If there can be only one thing taken from my time at Riot Games' vast, lavishly fitted LA campus, it's that the mega-developer is desperately keen to prove they know what they're doing. Riot's pitch for Valorant, its upcoming tactical shooter seemingly named after a kind of industrial carpet cleaning fluid, is one based almost entirely on competence: the game will have the best infrastructure, the best attention to detail, the most committed, communicative ongoing support, and the most rigorously balanced gameplay of anything like it - even if it comes at the cost, seemingly, of character and heart and anything else like it. I've played about four hours and moment-to-moment it really is brilliant, right across the board. Exacting, oddly approachable, tense. The potential is there for Valorant to be the pinnacle of tactical shooters - but it also feels a bit back-to-front. This is a game that exists purely to excel, like the child of two parents who only agreed to conceive so their kid could ace its homework. A game that's very good at doing what other games have already done, but better.
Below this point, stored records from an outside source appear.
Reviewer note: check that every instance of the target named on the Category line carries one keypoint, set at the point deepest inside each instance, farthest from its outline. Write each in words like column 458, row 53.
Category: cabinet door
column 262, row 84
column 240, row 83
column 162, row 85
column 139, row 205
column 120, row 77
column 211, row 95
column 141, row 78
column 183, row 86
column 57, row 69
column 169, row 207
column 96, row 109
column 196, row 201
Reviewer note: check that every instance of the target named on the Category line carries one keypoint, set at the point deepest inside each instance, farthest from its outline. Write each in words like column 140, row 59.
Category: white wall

Perhaps that impression is just a result of the way in which Riot has chosen to introduce Valorant. At times it's felt almost comically self-conscious, the developer obsessively anticipating every gripe and grizzle before it comes about. Recall the initial teaser reveal, amidst Riot's multitude of ten-year anniversary celebrations, where lead producer Anna Donlon talked at length about "Project A"'s ambition to eliminate such essential woes as "peeker's advantage", and bless the world with 128-tick servers. Sexy! Dedicated servers are old news, it seems. The schtick of schmucks. Such is the world of games, in this time of subreddit megathreads and so many direct lines from community to creator, that one of the largest developers on earth announces a massive new game by correcting their audience's complaint-jargon before they've even used it.
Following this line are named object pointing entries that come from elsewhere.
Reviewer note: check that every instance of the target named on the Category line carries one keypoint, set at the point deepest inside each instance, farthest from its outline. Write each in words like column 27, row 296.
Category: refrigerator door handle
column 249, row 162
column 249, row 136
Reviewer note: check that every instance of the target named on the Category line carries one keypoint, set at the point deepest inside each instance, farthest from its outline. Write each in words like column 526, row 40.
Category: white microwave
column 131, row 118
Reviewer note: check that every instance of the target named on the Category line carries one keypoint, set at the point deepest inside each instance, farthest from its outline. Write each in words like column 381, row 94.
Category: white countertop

Still, Valorant is impressive, and as weird as it is to lead with the technical firefighting stuff, so is that. If you buy it, Riot's promises are hugely encouraging. In opening presentations at the studio, developers cited twelve games as inspiration, ranging from the obvious, like Counter-Strike: Global Offensive to Crossfire and Ghost Recon: Future Soldier (curiously, and perhaps cheekily: no mention of Overwatch), and the game itself feels like a surgical piecing together of the best of them. Each game's minor gripe or community grumble extracted and eliminated before it ever came about. To describe it in brief, imagine Counter-Strike in a just slightly more colourful world, with better attention to the little touches, from a nice little ping system to slightly more playfulness in the maps, with things like fixed teleporters allowing for baiting and flanking. Above all though, its standout addition is the highly strategic abilities, each tied to your characters ("Agents") that sit between the rigid grounding of Rainbow Six Siege's Operators and the more cartoonish skills of Overwatch.
The abilities themselves are quite Overwatch though, as much as Riot wants to avoid saying the name. The main difference is the intention: with Valorant the aim is to be a "tactical shooter first", with everything else in service of that. That means all the Agents still deal damage primarily through shooting (disappointingly, with real-world guns, which lead designer Trevor Romleski told me was in order to preserve a sense of inherent, "intuitively satisfying" feel and recognisability), and Agents' abilities are always in service of that, whether it's through zoning, or scouting, or debuffing, or just bluntly walling off entrances. Even the Agents that feel especially out-of-this-world or Overwatch-y, such as the Hanzo-like Sova (renamed from Hunter mid-way through my time there), who can fire off a scouting pulse arrow and a larger ultimate that can pass through walls, still rely on gunplay first - and the same guns as everyone else.
Those guns are also at the centre of the in-game "economy", which is very similar in concept to Counter-Strike again, or indeed the gold-based shopping of League of Legends. Games are played in a first-to-twelve format, which takes a good half an hour, or longer if it's a close one. Matches are attack versus defence, with one team trying to plant a bomb and the other trying to prevent them. The maps, of which there'll be four at launch, Riot says, will have a mix of two or three points to attack and defend. You win a round by either killing all five of the enemy team members or successfully planting a bomb and seeing it through to detonation - or defusing it once planted, if you're on defence. And you play the game in chunks, so you'll be defending for several rounds then attacking for several and, coming back to the economy, it's between these individual rounds where you have a chance to buy weapons, armour and - crucially - more charges of your abilities. That economy is intended to be "team-based", so the better your team does in a round the more money you have to spend before the next one, on those bigger and better guns and the like. In a nice touch that you'd hope would encourage teamwork, you can also ping a weapon from the menu and another teammate can buy it for you with a single click, helping the wealth trickle down from that one ringer on the squad.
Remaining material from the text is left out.